According to the International Air Transport Association, industry-wide revenue passenger kilometers totalled 748 billion for the month, with the passenger load factor dropping to 83.1 percent.
Middle Eastern carriers bore the brunt of the crisis, seeing traffic collapse 46.6 percent, an improvement on March’s 59.2 percent plunge following a US-Iran ceasefire, but still among the steepest declines ever recorded for the region.
The damage rippled across global routes. Transatlantic traffic fell 2.8 percent, the Middle East–North America corridor lost more than half its passengers, and domestic markets stalled worldwide, with India down 2.9 percent and the US slipping 0.6 percent.

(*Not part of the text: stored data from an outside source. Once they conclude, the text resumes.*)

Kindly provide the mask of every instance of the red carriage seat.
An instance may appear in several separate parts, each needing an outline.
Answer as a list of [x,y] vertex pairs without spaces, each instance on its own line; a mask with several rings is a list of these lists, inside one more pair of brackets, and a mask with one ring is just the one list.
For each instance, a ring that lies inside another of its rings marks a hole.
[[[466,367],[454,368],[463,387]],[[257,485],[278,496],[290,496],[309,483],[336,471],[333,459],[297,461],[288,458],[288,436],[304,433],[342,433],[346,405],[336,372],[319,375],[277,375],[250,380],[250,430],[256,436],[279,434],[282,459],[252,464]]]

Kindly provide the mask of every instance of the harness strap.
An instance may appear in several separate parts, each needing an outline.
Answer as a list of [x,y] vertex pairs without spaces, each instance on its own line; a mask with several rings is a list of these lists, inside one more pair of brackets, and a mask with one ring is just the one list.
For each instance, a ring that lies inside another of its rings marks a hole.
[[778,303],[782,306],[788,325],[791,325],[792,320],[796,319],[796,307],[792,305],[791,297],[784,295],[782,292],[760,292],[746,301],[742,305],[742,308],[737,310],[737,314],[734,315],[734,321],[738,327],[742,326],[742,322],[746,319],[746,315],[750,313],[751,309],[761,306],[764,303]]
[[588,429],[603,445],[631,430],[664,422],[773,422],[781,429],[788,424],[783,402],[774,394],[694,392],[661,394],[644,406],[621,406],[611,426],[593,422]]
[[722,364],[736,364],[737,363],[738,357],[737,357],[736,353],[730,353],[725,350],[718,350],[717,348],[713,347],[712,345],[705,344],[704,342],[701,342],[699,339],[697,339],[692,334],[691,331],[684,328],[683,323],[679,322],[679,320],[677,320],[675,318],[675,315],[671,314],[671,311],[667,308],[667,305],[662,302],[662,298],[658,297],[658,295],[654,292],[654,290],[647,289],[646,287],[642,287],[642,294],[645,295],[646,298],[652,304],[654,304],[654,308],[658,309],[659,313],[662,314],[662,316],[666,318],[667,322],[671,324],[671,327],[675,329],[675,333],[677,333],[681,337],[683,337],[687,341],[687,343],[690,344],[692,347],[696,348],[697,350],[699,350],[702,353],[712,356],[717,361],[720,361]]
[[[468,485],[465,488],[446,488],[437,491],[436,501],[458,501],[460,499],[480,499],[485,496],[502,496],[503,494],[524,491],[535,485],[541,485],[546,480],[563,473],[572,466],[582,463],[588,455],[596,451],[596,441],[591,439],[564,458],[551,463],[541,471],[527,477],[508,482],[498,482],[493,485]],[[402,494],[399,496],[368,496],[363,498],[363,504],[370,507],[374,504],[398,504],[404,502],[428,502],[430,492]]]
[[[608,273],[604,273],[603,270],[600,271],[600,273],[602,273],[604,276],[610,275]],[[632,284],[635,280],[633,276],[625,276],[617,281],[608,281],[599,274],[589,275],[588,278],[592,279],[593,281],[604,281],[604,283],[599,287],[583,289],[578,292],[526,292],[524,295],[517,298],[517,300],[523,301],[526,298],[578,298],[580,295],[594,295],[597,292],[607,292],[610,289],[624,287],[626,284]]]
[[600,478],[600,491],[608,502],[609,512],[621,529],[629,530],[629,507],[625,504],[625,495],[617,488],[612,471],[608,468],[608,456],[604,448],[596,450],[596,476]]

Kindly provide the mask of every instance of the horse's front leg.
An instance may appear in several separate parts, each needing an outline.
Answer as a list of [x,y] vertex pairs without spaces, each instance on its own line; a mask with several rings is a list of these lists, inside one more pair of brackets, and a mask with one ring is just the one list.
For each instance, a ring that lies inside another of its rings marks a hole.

Not all regions suffered equally. Latin America and the Caribbean led the world with 5 percent growth, while Europe–Asia routes maintained strong double-digit expansion of 15.3 percent as passengers continued rerouting away from Middle Eastern hubs.
Looking ahead, IATA warned that a capacity recovery expected in May has failed to materialise, with seat numbers set to fall a further 1.1 percent before a fragile and uncertain return to modest growth in June.